RUSH: What would the media say about a transplant for Bill Clinton? He may need one someday. He's already had a number of heart surgeries. What if he needs a heart transplant? What if some of the people at the Breitbart firm start questioning whether or not Clinton deserves a heart? What do you think the outcry would be? No, I don't need to tell you. You can answer the question.
RUSH: Trevor in Ogden, Utah. Great to have you on the program, sir. Hello.
CALLER: Hello, Rush. I just wanted to tell you about the people that are supporting Obamacare. They need to talk to a disabled veteran, 'cause we know what government health care is run like. I've got an older friend of mine. He's 55, his knee is blown out, and the doctor wants him to have a knee replacement. But according to the database that the doctors have to work with, he's too young to get the knee replacement.
RUSH: What do you mean "too young"?
CALLER: Replacements last ten years and if they gave him one now, they would have give him another one ten years from now.
RUSH: Too young?
CALLER: Too young. He's 55, and he's too young to have a knee replacement.
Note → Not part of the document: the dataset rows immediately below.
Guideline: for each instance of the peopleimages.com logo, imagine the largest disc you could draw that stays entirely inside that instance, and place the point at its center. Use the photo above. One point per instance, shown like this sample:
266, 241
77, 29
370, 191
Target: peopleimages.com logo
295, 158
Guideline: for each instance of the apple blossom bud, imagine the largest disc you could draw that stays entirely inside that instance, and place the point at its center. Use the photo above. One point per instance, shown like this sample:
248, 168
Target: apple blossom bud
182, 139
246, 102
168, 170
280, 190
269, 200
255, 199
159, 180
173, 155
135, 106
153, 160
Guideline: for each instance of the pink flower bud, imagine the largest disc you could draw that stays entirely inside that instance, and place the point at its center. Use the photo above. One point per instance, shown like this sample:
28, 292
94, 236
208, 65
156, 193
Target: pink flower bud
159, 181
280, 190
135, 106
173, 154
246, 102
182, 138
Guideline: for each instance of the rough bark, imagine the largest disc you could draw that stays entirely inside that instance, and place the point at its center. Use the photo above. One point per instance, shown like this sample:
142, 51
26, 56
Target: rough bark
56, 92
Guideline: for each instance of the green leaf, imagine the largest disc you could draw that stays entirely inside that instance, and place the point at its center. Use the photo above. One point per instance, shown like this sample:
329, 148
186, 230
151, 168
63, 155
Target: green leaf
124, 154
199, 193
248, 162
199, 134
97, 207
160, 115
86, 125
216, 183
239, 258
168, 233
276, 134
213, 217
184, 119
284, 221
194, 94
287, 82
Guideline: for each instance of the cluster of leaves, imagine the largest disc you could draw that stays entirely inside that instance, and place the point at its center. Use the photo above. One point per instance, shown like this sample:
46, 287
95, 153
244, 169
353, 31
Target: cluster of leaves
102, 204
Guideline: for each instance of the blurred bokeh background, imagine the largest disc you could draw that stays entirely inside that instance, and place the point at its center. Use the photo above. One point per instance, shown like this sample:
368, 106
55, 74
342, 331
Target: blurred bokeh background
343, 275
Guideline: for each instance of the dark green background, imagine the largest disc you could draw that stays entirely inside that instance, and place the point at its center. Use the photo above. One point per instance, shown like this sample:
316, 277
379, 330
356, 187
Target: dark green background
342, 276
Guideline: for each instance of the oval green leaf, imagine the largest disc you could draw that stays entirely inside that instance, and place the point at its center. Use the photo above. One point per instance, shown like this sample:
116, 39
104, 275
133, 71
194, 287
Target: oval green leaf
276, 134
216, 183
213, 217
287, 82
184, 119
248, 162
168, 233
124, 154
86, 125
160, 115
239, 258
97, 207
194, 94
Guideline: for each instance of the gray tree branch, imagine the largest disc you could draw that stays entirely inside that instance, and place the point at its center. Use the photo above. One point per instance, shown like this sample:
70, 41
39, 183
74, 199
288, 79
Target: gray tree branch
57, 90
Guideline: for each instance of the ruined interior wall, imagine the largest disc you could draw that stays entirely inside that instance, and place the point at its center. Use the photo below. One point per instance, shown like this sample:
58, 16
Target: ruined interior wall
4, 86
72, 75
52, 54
RUSH: You mean they only want to do it once?
CALLER: That's right. They want to save money, and that's government health care right there.
RUSH: And you say this man's a disabled vet?
CALLER: Yes, he is. And disabled veterans... I've been fortunate to have a job that has private health care. So I'm also a disabled veteran, but I don't use the VA unless I have to. Because when you sit down with the doctor, all he does is type, and he can't -- and it's not their fault.
RUSH: Yeah. If you like the Veterans Administration, you're gonna love Obamacare.
RUSH: That's your point, right?
CALLER: That's my point. That is the typical. That is government-run health care, and it's very absurd. He's too young to get a knee replacement. (chuckles) It's not about the quality of life; it's about the money.
RUSH: The money is an excuse. It really isn't about the money. If it were about the money, they wouldn't be submitting budgets like they're submitting budgets. They wouldn't have budget deficits and the national debt skyrocketing. That is a convenient excuse not to do it. But it really isn't about the money. There are many other factors going on here. You know, government loves to turn down people for knee replacements. If you're too fat, they'll tell you that it's a waste of money. If you're too thin, then it's gonna be a problem. But that's all the doctors will do from now on, what you just described.
They will type.
They will fill out papers.
A decision will be made from afar based on what the doctor types on the form.
He'll be told what he can and can't do and what he will be compensated. At the VA, it's happening. In Medicare, this happens already. It's what we're all headed for if this thing ever becomes fully implemented. Once it does, I use the phrase "it's ballgame," and I think Mona Charen first used that term. It's a common term. She's the first I saw that used it in this context in a piece that she did at National Review, but it means that's it. It's over. Once this is fully implemented, virtually every aspect of our lives will be said to have some impact, cost impact on government health care. And that's how they believe it exerts control over the things that we are permitted to do -- eat, exercise, all of these things -- because of the impact on eventual health treatment that we will need because of it.